Not so fast, I'm just trying to get people to explain in a simple and clear way the correct answer and I don't care if I appear to not know.
Schultz wrote:
The simple solutions above show that a player with a strategy of switching wins the car with overall probability 2/3, i.e., without taking account of which door was opened by the host.
https://en.wikipedia.org/wiki/Monty_Hall_problem
"Marilyn vos Savant is an American who is known for having the highest recorded IQ according to the Guinness Book of Records, a competitive category the publication has since retired." https://en.wikipedia.org/wiki/Marilyn_vos_Savant

She says by switching your odds are now 2 out 3 of winning the car. Is your IQ higher than hers?
Sure, try to take the fun out of it by trying to leave an explanation to others and deferring to a higher intellect (which isn't always logical since I have outsmarted both people I personally know and I can confirm have a higher IQ than me on more than one occurrence). What von Savant couldn't do is explain it in a simple and clear way. Both people more and less intelligent than her didn't agree with how she explained it (if she is the same person I think she is). Too many of the ways people explain can be argued. Since you went that route I guess i'll give my attempt in a moment even though others have already said similar things to what I would say.
Schultz wrote:
slipstick wrote:
But you are ignoring the fact that changing is a winner every time you initially choose a goat and your chances of initially choosing the goat is 2 out of 3.
I tried to explain this in 2 out of 3 posts.
You are right that the point by slipstick is probably the most relevant point anyone has made but he still didn't fully explain it.

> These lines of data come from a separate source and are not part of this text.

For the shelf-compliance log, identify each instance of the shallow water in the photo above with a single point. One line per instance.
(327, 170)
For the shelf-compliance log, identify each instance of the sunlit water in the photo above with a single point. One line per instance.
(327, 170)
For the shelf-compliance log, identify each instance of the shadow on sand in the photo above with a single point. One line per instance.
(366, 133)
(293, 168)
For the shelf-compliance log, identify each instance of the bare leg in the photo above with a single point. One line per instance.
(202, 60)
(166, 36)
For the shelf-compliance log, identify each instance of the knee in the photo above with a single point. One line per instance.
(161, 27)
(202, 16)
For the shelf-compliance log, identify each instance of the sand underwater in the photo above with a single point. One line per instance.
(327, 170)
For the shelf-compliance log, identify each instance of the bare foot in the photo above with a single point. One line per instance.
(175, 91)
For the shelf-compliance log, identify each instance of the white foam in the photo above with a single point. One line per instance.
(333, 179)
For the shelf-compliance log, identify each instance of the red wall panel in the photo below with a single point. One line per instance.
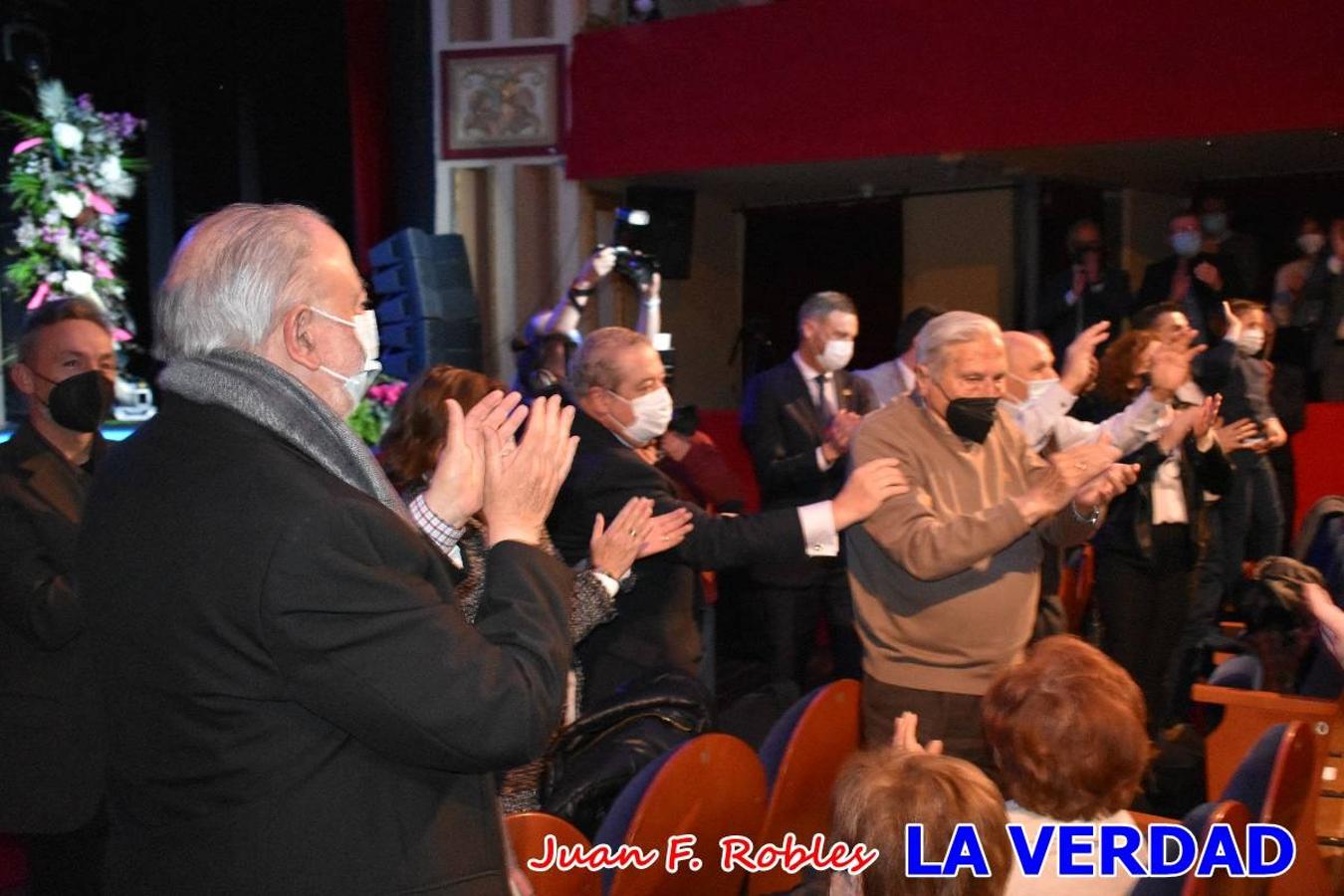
(824, 80)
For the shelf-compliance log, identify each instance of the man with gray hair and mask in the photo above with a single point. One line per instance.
(947, 575)
(620, 387)
(295, 700)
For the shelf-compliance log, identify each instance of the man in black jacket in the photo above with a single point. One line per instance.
(50, 720)
(1191, 278)
(1086, 293)
(296, 704)
(620, 385)
(797, 418)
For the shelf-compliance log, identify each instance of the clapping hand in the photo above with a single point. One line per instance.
(1233, 324)
(837, 435)
(1171, 365)
(522, 483)
(1233, 437)
(1209, 274)
(456, 489)
(1081, 357)
(1329, 615)
(905, 737)
(866, 489)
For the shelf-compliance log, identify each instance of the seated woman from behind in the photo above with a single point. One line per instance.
(1068, 734)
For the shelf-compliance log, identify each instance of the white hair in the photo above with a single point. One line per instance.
(952, 328)
(233, 276)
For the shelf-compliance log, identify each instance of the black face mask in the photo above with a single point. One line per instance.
(971, 418)
(81, 402)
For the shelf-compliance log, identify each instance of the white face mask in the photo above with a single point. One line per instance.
(1310, 243)
(1251, 340)
(1035, 388)
(652, 414)
(365, 331)
(836, 354)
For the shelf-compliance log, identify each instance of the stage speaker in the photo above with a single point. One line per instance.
(669, 229)
(426, 308)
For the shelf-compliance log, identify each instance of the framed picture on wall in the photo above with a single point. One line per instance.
(503, 101)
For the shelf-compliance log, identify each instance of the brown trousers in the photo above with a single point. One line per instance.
(951, 718)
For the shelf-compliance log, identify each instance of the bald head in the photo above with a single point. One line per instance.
(1029, 358)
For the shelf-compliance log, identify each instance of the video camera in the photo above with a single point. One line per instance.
(634, 266)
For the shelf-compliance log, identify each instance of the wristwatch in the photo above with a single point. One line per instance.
(574, 295)
(1091, 519)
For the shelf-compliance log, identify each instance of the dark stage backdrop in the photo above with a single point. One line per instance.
(797, 250)
(246, 101)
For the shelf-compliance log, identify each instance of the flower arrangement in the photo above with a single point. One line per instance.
(371, 416)
(65, 177)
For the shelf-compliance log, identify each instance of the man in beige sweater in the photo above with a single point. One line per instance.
(947, 576)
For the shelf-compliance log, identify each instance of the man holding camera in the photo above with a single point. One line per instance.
(797, 419)
(553, 334)
(620, 387)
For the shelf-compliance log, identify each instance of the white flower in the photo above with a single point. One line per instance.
(69, 203)
(26, 234)
(80, 283)
(66, 134)
(111, 168)
(69, 250)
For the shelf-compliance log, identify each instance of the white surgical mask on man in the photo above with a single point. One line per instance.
(1187, 243)
(1036, 388)
(1310, 243)
(836, 354)
(365, 331)
(652, 414)
(1251, 340)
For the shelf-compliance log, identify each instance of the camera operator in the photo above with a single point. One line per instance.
(553, 334)
(1086, 293)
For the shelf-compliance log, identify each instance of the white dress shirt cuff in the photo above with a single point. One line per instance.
(444, 537)
(1056, 399)
(607, 583)
(818, 530)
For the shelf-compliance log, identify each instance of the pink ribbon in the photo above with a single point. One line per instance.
(99, 203)
(39, 296)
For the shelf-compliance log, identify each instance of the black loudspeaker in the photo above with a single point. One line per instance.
(669, 229)
(426, 310)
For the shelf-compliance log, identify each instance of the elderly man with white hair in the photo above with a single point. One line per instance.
(296, 703)
(1039, 399)
(947, 575)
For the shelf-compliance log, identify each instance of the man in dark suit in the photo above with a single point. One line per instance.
(50, 722)
(797, 418)
(1324, 295)
(620, 387)
(296, 703)
(1191, 278)
(1086, 293)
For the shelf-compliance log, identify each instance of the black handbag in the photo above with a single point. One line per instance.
(590, 761)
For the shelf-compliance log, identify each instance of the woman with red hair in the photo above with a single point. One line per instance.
(1067, 729)
(409, 453)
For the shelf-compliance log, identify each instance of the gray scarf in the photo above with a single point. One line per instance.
(269, 396)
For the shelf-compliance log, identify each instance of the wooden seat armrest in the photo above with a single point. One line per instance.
(1290, 706)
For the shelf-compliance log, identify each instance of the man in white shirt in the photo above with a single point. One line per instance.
(895, 377)
(1040, 399)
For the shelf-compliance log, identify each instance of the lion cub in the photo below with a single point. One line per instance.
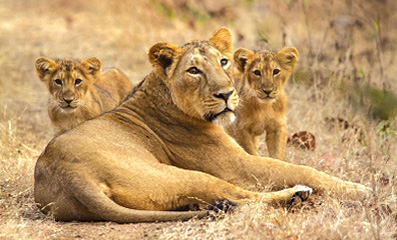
(263, 100)
(80, 90)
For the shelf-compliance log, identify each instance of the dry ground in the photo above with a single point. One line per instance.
(346, 69)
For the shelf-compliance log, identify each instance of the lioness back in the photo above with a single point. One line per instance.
(263, 76)
(80, 90)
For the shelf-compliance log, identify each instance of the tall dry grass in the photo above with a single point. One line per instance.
(346, 69)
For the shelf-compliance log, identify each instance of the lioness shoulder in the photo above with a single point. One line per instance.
(80, 90)
(263, 100)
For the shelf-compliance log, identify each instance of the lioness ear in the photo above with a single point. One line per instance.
(92, 66)
(161, 56)
(241, 57)
(287, 57)
(44, 66)
(222, 40)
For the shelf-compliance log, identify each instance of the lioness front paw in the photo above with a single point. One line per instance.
(358, 191)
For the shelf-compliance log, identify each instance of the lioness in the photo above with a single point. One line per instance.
(161, 150)
(80, 90)
(263, 100)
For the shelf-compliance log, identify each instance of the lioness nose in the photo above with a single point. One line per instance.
(68, 101)
(224, 95)
(267, 91)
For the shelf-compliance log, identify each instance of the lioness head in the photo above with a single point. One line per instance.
(68, 81)
(266, 72)
(198, 76)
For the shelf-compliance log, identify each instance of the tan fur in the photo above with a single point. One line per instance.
(99, 90)
(161, 149)
(260, 111)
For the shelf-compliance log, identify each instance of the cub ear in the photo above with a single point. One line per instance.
(222, 40)
(287, 57)
(162, 56)
(92, 66)
(241, 56)
(44, 66)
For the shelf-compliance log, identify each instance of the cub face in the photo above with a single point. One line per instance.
(266, 72)
(68, 81)
(198, 76)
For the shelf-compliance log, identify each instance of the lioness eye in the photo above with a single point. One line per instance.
(224, 62)
(58, 81)
(193, 70)
(77, 81)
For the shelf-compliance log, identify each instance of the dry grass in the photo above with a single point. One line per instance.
(345, 46)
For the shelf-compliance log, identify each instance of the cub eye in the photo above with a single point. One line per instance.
(58, 81)
(257, 72)
(193, 70)
(224, 62)
(77, 81)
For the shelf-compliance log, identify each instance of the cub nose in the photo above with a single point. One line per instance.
(268, 91)
(68, 101)
(224, 95)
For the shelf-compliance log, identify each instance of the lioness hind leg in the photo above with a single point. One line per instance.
(288, 195)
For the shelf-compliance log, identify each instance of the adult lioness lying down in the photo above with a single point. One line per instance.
(162, 150)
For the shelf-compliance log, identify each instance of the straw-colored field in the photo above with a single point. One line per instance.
(346, 70)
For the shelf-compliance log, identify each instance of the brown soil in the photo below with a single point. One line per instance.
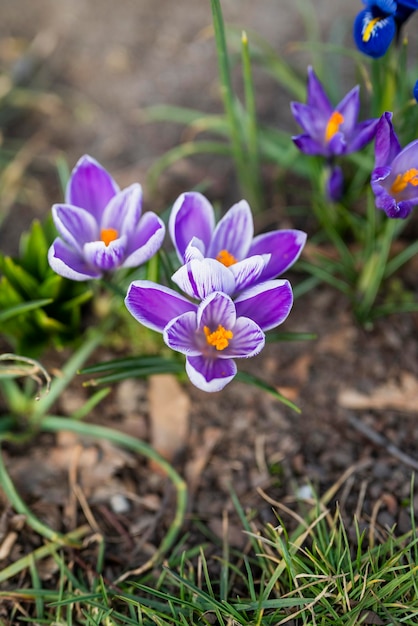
(357, 390)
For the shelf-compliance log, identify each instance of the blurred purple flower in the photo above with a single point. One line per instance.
(334, 183)
(394, 179)
(100, 227)
(215, 332)
(249, 260)
(330, 131)
(415, 91)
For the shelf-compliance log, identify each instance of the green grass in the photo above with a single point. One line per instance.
(307, 571)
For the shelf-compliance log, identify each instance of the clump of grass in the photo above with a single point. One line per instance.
(313, 574)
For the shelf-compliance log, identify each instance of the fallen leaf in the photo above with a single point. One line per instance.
(400, 396)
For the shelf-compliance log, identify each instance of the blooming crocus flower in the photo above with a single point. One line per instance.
(248, 259)
(330, 131)
(376, 26)
(395, 176)
(101, 227)
(214, 332)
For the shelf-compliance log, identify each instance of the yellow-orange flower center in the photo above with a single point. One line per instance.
(333, 125)
(219, 338)
(410, 177)
(226, 258)
(108, 234)
(367, 33)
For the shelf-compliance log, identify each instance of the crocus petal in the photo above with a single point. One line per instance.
(217, 308)
(233, 232)
(76, 226)
(334, 183)
(103, 257)
(248, 271)
(180, 334)
(195, 250)
(268, 304)
(248, 340)
(67, 262)
(349, 107)
(154, 305)
(337, 145)
(192, 215)
(200, 278)
(146, 241)
(363, 133)
(316, 97)
(406, 159)
(124, 210)
(309, 146)
(284, 247)
(210, 374)
(90, 187)
(372, 34)
(387, 145)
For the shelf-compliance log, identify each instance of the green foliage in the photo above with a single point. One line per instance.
(38, 307)
(352, 248)
(308, 573)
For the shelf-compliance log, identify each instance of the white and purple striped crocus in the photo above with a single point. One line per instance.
(214, 332)
(101, 228)
(245, 259)
(394, 179)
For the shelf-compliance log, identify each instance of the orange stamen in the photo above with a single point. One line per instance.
(410, 177)
(333, 126)
(108, 234)
(219, 338)
(226, 258)
(368, 31)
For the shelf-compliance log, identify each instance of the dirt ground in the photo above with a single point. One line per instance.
(357, 390)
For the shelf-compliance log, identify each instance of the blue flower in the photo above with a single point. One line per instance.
(376, 26)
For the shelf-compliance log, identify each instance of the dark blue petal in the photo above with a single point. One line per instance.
(373, 33)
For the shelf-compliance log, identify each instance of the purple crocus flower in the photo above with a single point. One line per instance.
(214, 332)
(330, 131)
(394, 179)
(248, 259)
(101, 227)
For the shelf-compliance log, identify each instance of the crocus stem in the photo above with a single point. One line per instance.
(373, 272)
(229, 100)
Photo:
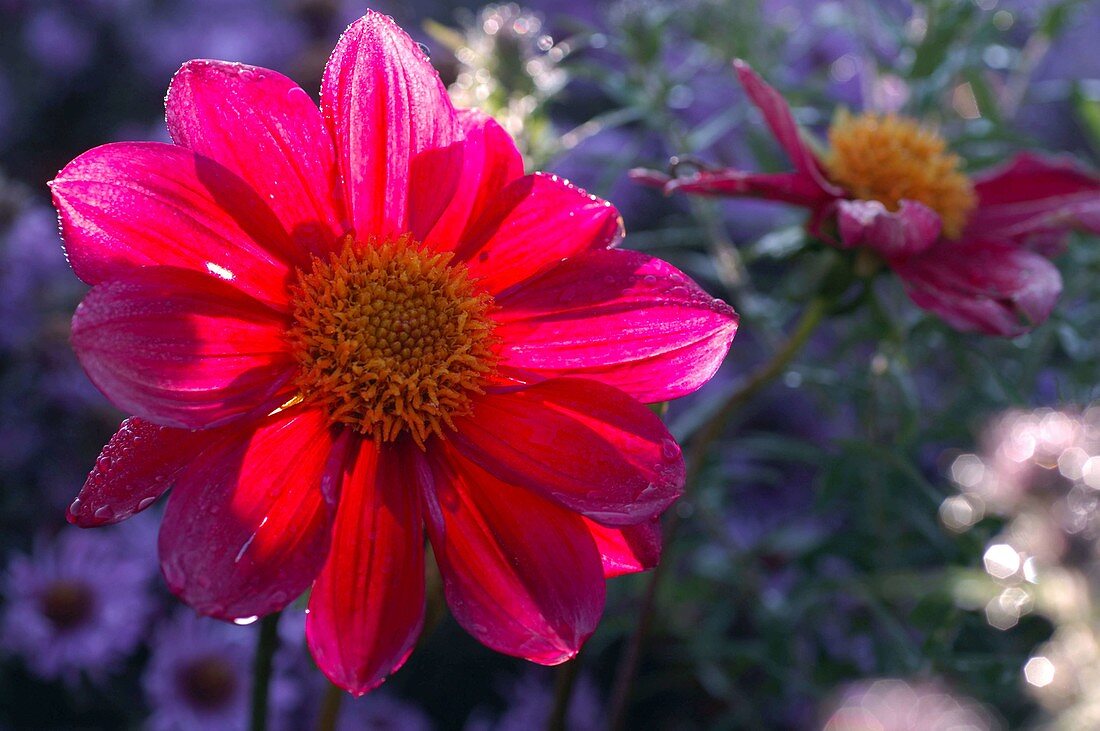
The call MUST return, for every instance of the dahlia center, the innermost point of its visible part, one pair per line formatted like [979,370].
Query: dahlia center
[391,338]
[66,604]
[889,158]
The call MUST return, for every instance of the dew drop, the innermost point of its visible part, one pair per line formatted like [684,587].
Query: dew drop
[670,449]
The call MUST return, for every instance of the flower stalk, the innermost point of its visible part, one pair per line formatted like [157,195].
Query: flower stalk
[812,316]
[266,645]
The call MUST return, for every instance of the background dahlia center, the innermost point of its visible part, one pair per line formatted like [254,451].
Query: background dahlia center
[391,338]
[888,158]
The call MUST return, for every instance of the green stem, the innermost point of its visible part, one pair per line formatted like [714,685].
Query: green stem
[262,669]
[701,445]
[330,708]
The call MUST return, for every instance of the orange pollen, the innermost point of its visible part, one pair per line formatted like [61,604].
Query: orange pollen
[888,158]
[391,338]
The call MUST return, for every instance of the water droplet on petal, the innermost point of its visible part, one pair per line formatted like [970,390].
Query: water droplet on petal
[670,449]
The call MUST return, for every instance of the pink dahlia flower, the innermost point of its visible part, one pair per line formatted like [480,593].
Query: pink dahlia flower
[969,251]
[342,329]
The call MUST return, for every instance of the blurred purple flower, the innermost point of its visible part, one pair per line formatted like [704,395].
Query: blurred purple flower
[199,677]
[531,701]
[77,604]
[32,272]
[240,30]
[57,40]
[892,705]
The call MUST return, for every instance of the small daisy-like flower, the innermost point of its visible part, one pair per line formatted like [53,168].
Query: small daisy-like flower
[969,250]
[199,676]
[343,329]
[77,605]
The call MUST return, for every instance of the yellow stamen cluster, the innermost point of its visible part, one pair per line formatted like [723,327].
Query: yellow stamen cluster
[391,338]
[888,158]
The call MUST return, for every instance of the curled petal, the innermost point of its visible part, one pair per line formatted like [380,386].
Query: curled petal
[1035,199]
[265,129]
[670,335]
[182,349]
[990,287]
[366,608]
[532,224]
[585,445]
[134,203]
[911,230]
[246,528]
[627,550]
[777,114]
[384,104]
[488,162]
[138,465]
[520,574]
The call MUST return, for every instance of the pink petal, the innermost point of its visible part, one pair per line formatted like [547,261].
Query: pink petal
[587,446]
[913,229]
[777,114]
[264,128]
[532,224]
[384,104]
[366,608]
[248,525]
[1034,197]
[520,574]
[488,162]
[627,550]
[133,203]
[182,349]
[990,287]
[670,335]
[796,188]
[136,466]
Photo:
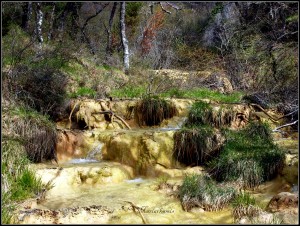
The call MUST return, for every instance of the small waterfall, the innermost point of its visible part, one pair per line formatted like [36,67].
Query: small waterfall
[172,128]
[91,157]
[96,150]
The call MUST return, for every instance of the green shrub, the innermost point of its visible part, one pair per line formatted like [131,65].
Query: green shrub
[36,132]
[199,114]
[213,95]
[83,92]
[129,92]
[248,157]
[151,111]
[202,191]
[195,146]
[26,185]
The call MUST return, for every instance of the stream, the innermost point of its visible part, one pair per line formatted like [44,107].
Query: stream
[99,187]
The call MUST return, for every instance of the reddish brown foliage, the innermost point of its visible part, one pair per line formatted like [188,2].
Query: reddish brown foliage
[154,24]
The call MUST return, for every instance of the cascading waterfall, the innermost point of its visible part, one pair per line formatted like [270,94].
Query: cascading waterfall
[91,156]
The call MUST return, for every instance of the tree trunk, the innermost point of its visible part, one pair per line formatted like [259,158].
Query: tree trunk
[51,22]
[62,19]
[27,11]
[109,41]
[39,22]
[123,37]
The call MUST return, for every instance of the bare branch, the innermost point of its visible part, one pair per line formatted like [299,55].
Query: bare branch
[91,17]
[173,6]
[166,11]
[285,125]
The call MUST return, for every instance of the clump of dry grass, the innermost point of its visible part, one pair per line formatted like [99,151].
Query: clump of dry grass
[36,132]
[151,111]
[196,145]
[202,191]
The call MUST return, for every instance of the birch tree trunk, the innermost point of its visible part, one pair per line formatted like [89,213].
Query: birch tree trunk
[39,22]
[123,37]
[109,37]
[27,10]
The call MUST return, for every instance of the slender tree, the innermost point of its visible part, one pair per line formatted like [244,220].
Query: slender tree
[123,37]
[39,22]
[27,11]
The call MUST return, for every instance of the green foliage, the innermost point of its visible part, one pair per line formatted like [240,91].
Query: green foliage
[36,132]
[18,182]
[151,111]
[202,191]
[203,93]
[249,157]
[83,92]
[214,95]
[26,185]
[173,93]
[129,92]
[200,114]
[217,9]
[194,145]
[244,198]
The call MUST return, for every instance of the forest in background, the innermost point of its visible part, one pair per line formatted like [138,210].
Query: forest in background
[55,51]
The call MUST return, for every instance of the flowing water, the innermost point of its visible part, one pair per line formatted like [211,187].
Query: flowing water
[108,192]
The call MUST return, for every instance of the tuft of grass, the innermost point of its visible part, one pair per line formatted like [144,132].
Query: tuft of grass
[83,92]
[18,181]
[151,111]
[248,157]
[26,185]
[203,93]
[200,114]
[173,92]
[202,191]
[203,113]
[244,206]
[195,146]
[129,92]
[37,133]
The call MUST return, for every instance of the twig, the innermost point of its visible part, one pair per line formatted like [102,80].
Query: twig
[285,125]
[138,209]
[113,114]
[70,121]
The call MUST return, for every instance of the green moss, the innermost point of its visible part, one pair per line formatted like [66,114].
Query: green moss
[203,93]
[151,111]
[193,145]
[83,92]
[213,95]
[200,114]
[202,191]
[249,157]
[129,92]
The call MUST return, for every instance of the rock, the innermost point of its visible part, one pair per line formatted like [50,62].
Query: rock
[283,202]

My attempt to explain in a simple way - which will probably fail for those convinced.

You play the game a number of times divisible by 3 and the odds hit exactly. So 3 times you play and 2 times your first choice is wrong and only once correct. You stay all 3 times and the final result is you are right once.

And the debate is switching or staying every time so you can't combine those numbers switching.

Play again the same number of times and again you are wrong twice and right once but this time you switch all three times and you are now the final result is you are right 2 times and wrong once.

As I said, others have said it in a similar way. I still want a strong but simple explanation.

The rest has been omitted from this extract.